Course Announcements
Due Dates:
- HW03 (MLR) due Mon 11/20
- Project Proposal (it will be a Google Form) due 11/20
- CS01 Deadlines:
- Lab06 due Friday - cs01-focused
- Report & “General Communication” due 11/27
- survey about how working with group went - due 11/28
Notes:
Midterm scores & Feedback posted
- overall, did very well
- avg: 13.85/15 (92%)
- 6 perfect scores
- answer key on course website
I am behind on emails and Piazza posts.
Mid-course Survey Summary
- N=73 (~75%)
- Pacing workload (so far) about right
- Course notes most helpful in the course overall
- Also helpful: completing labs, doing homework,
- Many are not checking labs against answer keys; most are not doing suggested readings
- Of those that attend lecture, most find it helpful
Mid-course: Time Spent
Mid-course: What would you change?
Agenda
- Debugging/Understanding Code Strategies
- Sensitivity & Specificity
- Cross-compound correlations
- Extensions
Summary: Figuring out what’s going on in code
Suggestions (as discussed in class):
- Look up documentation (i.e.
?...) / Google the function - Run it on different input; see how output changing
- Run the code line-by-line, understanding output at each step
- Ask ChatGPT
Question
Which compound, in which matrix, and at what cutoff is the best biomarker of recent use?
Data & Files
Packages
Three additional packages required for these notes:
library(tidyverse)
library(purrr)
library(rstatix)
library(cowplot)The Data
Reading in the data from the end of data wrangling notes:
load("data/compounds.RData")
load("data/timepoints.RData")
load("data/data_clean.RData")And the functions…
source("src/cs01_functions.R")Analysis
Sensitivity & Specificity
Sensitivity | the ability of a test to correctly identify patients with a disease/trait/condition. \[TP/(TP + FN)\]
Specificity | the ability of a test to correctly identify people without the disease/trait/condition. \[TN/(TN + FP)\]
❓ For this analysis, do you care more about sensitivity? about specificity? equally about both?

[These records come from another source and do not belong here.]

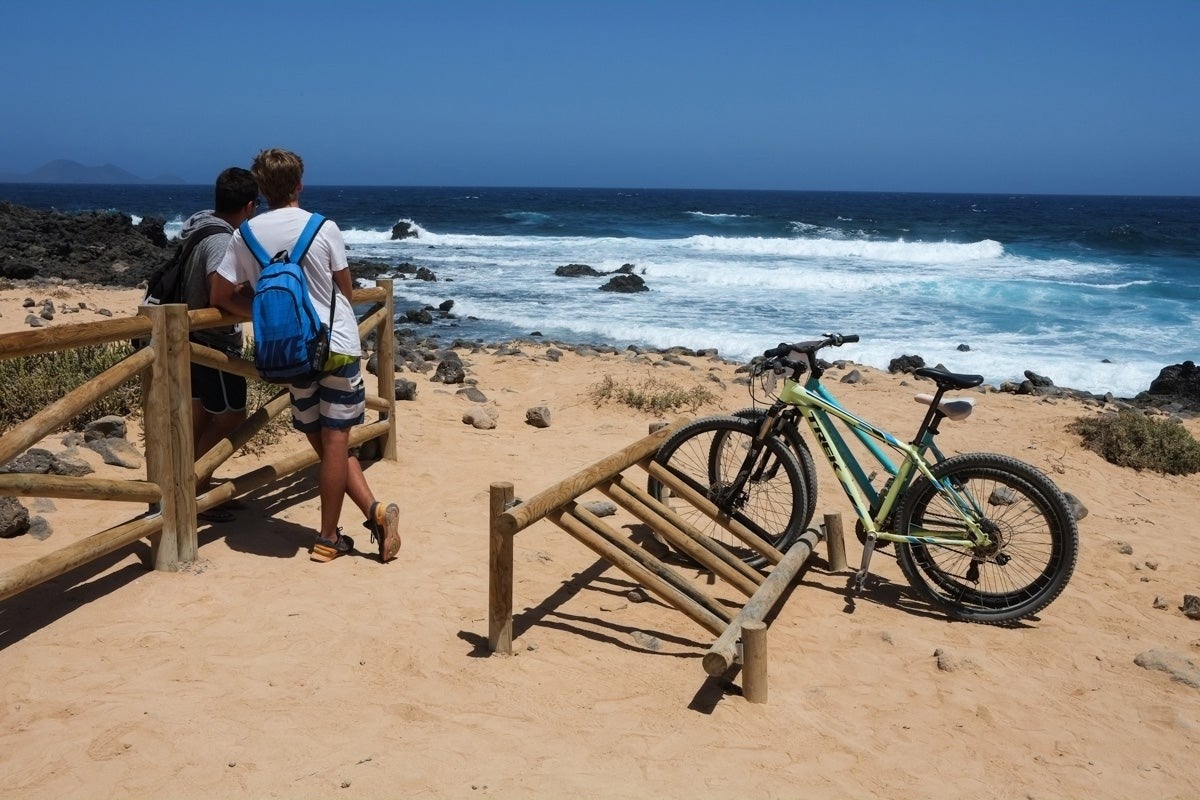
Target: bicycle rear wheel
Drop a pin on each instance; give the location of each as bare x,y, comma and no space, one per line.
708,456
1033,553
787,432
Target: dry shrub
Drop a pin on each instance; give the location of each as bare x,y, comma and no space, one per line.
1133,439
651,395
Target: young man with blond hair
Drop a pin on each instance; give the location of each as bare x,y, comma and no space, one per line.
327,408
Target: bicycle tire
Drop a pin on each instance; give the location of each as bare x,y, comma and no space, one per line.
789,433
1036,549
707,455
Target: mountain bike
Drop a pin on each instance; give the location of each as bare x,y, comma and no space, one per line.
984,536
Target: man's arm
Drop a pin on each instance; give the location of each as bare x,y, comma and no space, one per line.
229,296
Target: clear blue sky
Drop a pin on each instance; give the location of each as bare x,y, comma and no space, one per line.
1030,96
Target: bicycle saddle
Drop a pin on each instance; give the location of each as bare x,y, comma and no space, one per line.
954,408
948,379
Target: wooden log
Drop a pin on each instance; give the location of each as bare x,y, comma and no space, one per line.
282,467
73,555
222,361
66,337
240,437
55,416
180,453
754,677
168,340
835,542
708,509
724,651
648,561
31,485
385,366
499,573
529,512
653,583
682,535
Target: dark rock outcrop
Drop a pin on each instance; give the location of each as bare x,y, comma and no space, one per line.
909,364
403,230
91,247
1180,380
625,283
577,271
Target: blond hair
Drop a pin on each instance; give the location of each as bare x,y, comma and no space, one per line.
277,174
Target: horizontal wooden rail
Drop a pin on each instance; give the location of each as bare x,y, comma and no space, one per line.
525,515
33,485
683,536
702,504
76,554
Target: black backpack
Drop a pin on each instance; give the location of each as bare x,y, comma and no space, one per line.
166,283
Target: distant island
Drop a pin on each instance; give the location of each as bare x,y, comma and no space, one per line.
64,170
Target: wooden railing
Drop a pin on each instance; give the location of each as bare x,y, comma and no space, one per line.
172,470
558,504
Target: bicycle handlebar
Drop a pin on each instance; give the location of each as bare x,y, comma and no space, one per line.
809,348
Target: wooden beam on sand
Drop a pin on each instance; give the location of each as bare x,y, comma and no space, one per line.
723,653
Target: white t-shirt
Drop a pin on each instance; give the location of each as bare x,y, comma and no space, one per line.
277,230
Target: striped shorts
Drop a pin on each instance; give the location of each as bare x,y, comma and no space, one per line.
337,400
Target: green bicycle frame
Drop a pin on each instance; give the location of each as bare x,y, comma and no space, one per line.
820,409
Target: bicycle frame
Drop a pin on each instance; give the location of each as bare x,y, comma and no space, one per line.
821,410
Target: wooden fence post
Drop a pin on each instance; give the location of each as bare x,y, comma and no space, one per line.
835,542
385,364
168,428
499,573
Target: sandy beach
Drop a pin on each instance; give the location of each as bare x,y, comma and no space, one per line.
257,673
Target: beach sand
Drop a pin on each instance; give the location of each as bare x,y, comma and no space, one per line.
257,673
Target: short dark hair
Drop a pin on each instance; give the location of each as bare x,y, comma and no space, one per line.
235,187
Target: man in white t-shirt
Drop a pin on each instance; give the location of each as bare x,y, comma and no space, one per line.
324,409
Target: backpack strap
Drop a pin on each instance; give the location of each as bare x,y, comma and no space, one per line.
305,241
301,247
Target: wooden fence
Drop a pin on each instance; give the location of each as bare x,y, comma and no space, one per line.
559,505
172,469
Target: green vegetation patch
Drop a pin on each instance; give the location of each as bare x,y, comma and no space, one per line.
30,383
1133,439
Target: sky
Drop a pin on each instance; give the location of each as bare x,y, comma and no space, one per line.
1006,96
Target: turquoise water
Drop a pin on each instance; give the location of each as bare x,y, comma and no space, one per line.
1096,293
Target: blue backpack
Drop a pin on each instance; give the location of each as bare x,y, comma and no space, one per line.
291,342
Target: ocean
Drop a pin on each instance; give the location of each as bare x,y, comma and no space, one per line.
1095,293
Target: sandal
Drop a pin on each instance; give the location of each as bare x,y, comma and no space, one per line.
327,551
385,531
215,515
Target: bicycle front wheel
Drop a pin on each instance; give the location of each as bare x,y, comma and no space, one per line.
760,487
1033,548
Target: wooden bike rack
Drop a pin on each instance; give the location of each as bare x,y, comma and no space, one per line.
559,505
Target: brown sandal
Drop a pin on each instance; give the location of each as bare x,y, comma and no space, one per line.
327,551
385,531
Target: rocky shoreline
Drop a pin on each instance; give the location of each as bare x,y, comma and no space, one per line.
107,250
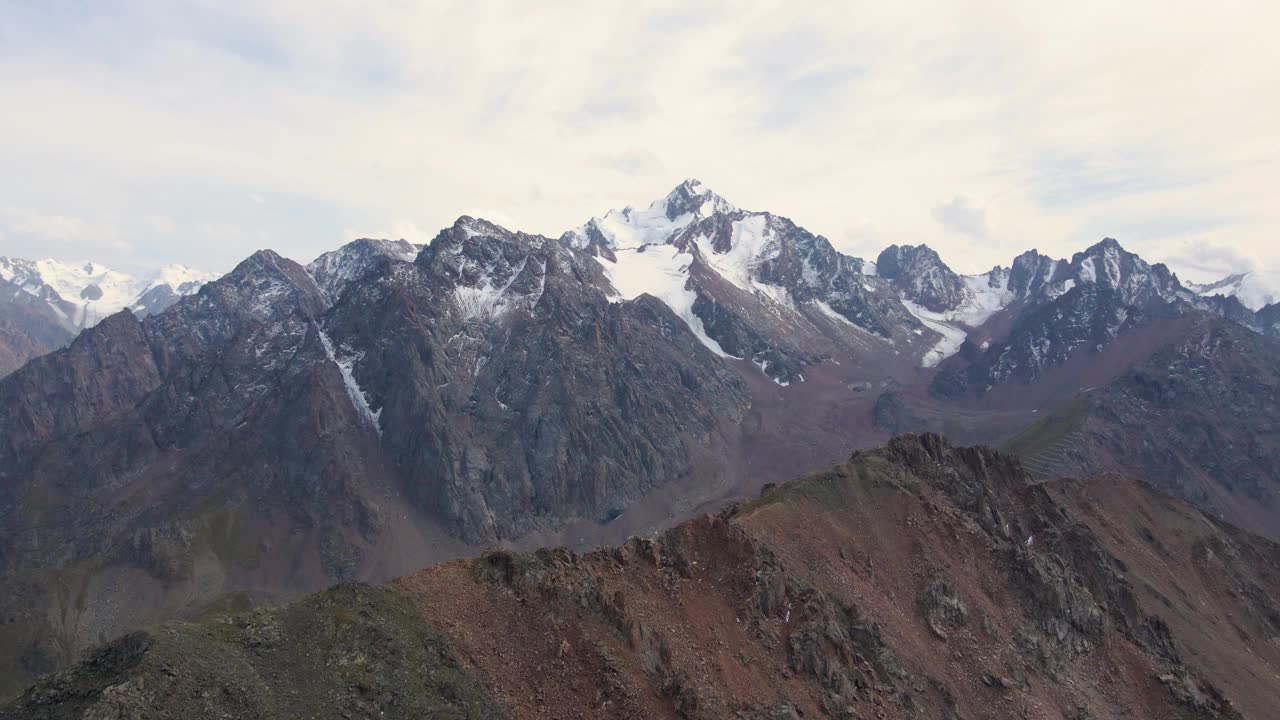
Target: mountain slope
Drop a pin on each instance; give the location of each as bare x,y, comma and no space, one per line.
28,327
254,441
45,302
912,580
1255,290
1198,419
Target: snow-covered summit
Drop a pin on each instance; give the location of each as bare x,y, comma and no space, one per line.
337,268
86,292
657,223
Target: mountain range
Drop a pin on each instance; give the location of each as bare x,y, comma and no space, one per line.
286,427
44,304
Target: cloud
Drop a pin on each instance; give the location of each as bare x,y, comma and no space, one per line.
1068,121
959,215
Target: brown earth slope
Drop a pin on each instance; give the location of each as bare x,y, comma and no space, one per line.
914,580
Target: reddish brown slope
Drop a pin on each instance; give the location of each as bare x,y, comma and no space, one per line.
899,584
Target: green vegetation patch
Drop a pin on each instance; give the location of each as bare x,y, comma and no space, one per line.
352,651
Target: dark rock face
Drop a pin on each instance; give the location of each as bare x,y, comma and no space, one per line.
1073,308
489,388
334,270
922,276
516,392
28,327
1201,419
1269,319
816,281
1087,317
1032,274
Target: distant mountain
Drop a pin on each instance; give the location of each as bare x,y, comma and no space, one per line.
45,302
1255,290
389,405
910,580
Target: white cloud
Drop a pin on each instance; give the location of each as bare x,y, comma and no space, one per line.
961,217
1151,122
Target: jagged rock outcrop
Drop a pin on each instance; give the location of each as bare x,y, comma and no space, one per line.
922,277
28,328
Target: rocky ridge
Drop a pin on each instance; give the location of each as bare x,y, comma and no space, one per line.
913,580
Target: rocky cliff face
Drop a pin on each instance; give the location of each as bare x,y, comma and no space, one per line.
912,580
256,438
28,327
922,277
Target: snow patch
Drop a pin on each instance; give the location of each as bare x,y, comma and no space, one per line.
661,270
353,392
952,337
484,300
1255,290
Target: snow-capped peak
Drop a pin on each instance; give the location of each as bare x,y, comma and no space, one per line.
658,223
95,291
334,269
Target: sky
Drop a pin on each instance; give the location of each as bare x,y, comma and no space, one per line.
138,132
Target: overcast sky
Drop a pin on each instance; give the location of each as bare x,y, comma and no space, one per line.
140,132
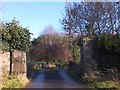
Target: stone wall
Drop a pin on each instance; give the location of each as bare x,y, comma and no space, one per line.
87,61
5,62
18,62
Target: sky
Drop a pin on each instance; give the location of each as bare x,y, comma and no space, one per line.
34,15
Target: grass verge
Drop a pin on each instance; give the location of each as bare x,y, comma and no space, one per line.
14,81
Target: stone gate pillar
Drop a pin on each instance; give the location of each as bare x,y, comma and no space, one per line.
88,63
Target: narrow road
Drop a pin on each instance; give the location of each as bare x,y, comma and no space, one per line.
66,82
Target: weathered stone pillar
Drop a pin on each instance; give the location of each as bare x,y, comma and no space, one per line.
19,62
88,63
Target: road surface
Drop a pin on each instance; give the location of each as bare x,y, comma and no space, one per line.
66,82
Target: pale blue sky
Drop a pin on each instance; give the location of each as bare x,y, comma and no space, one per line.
35,15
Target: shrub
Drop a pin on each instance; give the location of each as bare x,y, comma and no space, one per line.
14,81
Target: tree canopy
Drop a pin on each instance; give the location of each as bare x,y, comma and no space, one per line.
15,36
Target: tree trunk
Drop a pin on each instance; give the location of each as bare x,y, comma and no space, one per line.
10,72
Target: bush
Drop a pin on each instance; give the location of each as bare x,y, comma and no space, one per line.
107,48
99,84
13,81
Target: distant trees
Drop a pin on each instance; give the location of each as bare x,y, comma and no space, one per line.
51,46
101,19
92,18
14,37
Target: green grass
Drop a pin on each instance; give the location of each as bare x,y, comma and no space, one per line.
101,84
13,81
96,83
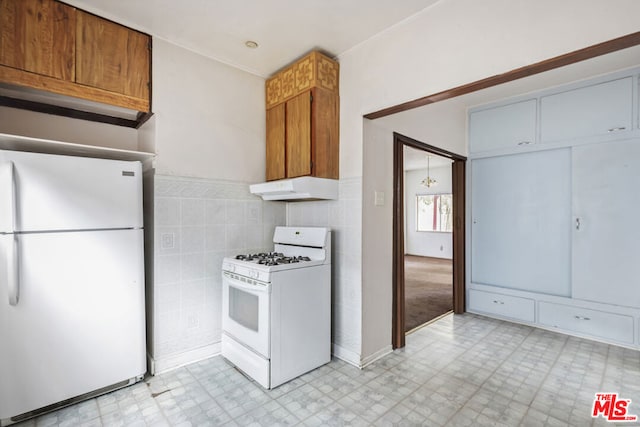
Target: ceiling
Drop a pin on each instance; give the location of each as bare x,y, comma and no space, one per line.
284,29
287,29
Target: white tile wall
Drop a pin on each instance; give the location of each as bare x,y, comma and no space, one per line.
197,222
344,217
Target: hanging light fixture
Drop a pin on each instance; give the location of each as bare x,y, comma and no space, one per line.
428,181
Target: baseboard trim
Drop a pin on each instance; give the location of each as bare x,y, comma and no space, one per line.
169,363
355,359
377,355
351,357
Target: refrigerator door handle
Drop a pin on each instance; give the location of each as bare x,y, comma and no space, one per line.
8,201
10,250
13,271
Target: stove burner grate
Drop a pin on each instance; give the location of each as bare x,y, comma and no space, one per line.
272,258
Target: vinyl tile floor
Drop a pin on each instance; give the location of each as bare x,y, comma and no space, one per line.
461,370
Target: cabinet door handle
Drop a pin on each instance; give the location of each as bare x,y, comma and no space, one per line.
618,129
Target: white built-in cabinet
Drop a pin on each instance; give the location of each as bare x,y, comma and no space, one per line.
503,126
554,194
522,200
598,109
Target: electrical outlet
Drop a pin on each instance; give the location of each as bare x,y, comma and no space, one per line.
378,198
167,240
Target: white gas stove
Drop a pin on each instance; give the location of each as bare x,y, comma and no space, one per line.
276,316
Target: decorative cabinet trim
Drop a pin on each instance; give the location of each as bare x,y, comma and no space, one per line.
313,70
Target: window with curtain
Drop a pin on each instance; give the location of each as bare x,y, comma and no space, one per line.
434,212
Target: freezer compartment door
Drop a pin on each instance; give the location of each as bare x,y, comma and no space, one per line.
79,323
54,192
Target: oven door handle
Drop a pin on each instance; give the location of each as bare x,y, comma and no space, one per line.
246,286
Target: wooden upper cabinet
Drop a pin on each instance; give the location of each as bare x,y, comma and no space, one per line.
302,119
298,130
112,57
52,47
38,36
275,143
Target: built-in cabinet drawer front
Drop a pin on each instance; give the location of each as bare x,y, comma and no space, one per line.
502,305
503,127
596,110
599,324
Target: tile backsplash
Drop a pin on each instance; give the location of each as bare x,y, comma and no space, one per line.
196,223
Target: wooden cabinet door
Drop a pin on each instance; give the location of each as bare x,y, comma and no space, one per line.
298,131
38,36
325,131
112,57
275,143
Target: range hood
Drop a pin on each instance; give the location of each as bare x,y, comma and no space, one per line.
297,189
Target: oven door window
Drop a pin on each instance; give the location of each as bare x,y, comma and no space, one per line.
244,308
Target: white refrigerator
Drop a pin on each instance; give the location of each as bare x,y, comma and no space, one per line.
71,279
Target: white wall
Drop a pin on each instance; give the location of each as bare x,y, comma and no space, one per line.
209,117
425,243
208,131
452,43
377,242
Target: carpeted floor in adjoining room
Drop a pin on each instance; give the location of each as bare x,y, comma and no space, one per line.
428,289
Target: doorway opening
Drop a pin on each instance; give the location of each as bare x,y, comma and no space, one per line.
428,226
401,275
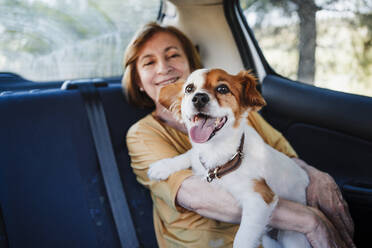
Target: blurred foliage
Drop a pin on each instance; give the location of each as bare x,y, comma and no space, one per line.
344,41
45,40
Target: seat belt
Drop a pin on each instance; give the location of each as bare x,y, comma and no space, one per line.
115,191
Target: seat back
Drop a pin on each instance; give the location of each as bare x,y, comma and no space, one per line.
51,190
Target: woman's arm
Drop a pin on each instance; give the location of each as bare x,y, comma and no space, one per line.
323,193
215,203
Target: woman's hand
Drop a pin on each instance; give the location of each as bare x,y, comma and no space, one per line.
310,221
324,194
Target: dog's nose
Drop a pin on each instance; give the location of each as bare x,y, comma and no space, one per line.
200,100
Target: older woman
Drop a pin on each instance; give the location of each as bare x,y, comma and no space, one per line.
189,212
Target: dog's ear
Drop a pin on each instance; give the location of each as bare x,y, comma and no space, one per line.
251,97
170,96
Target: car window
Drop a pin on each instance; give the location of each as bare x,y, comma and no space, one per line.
47,40
324,43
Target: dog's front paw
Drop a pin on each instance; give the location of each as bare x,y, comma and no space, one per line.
160,170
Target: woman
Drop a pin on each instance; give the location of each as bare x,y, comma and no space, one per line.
189,212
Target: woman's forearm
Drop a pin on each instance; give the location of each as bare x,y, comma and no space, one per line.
208,200
216,203
292,216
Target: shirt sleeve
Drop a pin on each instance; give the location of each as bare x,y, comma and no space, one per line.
270,135
146,145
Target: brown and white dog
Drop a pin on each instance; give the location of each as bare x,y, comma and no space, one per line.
214,106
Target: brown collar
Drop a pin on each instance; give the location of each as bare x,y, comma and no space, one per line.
230,166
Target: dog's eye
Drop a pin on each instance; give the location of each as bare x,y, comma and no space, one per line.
222,89
189,88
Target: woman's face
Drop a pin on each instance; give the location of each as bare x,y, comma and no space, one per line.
161,61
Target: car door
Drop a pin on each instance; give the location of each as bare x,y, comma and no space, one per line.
330,130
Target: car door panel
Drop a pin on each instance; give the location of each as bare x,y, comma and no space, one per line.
331,131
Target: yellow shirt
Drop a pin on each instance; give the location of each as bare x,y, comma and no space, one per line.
150,140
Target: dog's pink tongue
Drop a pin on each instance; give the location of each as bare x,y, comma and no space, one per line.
203,129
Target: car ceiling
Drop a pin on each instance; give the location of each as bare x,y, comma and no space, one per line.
205,23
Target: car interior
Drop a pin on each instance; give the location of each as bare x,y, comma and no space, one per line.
52,189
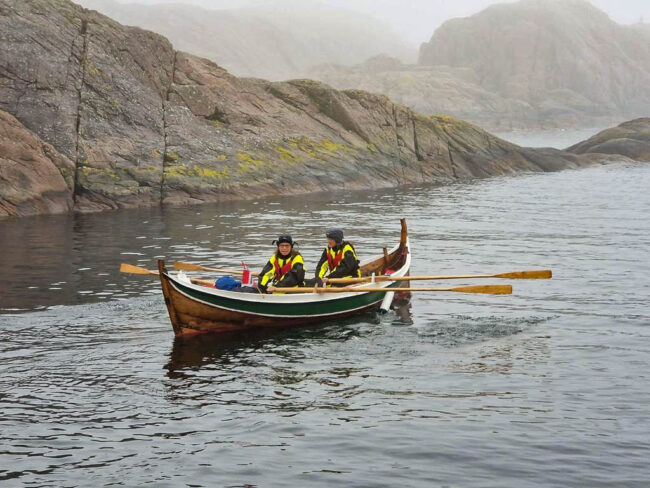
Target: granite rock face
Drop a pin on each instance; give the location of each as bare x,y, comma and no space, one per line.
139,124
630,139
563,57
272,42
34,177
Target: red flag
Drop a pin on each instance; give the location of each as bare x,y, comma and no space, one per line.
246,279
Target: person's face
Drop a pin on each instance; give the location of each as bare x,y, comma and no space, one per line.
284,248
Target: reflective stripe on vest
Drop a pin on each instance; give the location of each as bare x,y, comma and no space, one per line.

What is a TP here? TN? FP? FN?
Post-smoking (cutoff > 0)
- TP = THC group, value >= cutoff
- FN = THC group, value < cutoff
- FP = Placebo group, value >= cutoff
- TN = Placebo group, value < cutoff
Post-smoking (cutoff == 0)
Cannot be a TP or FP if zero…
- TP = THC group, value > cutoff),
- FN = THC group, value <= cutoff),
- FP = Placebo group, value > cutoff),
- TN = Placebo group, value < cutoff)
Pre-smoking
Cannot be a TP or FN before consuming…
- TP = 0
- FN = 0
- FP = value >= cutoff
- TN = value < cutoff
ROC
Receiver-Operator Characteristic (ROC) Curve: TPR (Sensitivity) vs FPR (1-Specificity)
Image Credit: By cmglee, MartinThoma - Roc-draft-xkcd-style.svg, CC BY-SA 4.0, https://commons.wikimedia.org/w/index.php?curid=109730045
Calculating Sensitivity and Specificity
make_calculations <- function(dataset, dataset_removedups, split, compound,
start = start, stop = stop, tpt_use = tpt_use){
## remove NAs
df <- dataset_removedups %>%
dplyr::select(treatment, compound, timepoint_use) %>%
rename(compound = 2) %>%
filter(complete.cases(.))
if(nrow(df)>0){
if(stop <= 0){
output <- df %>%
summarise(TP = 0,
FN = 0,
FP = sum(compound >= split),
TN = sum(compound < split))
}else{
if(split == 0){
output_pre <- df %>%
filter(tpt_use == "pre-smoking") %>%
summarise(TP = 0,
FN = 0,
FP = sum(compound >= split),
TN = sum(compound < split))
output <- df %>%
filter(tpt_use != "pre-smoking") %>%
summarise(TP = sum(treatment != "Placebo" & compound > split),
FN = sum(treatment != "Placebo" & compound <= split),
FP = sum(treatment == "Placebo" & compound > split),
TN = sum(treatment == "Placebo" & compound < split))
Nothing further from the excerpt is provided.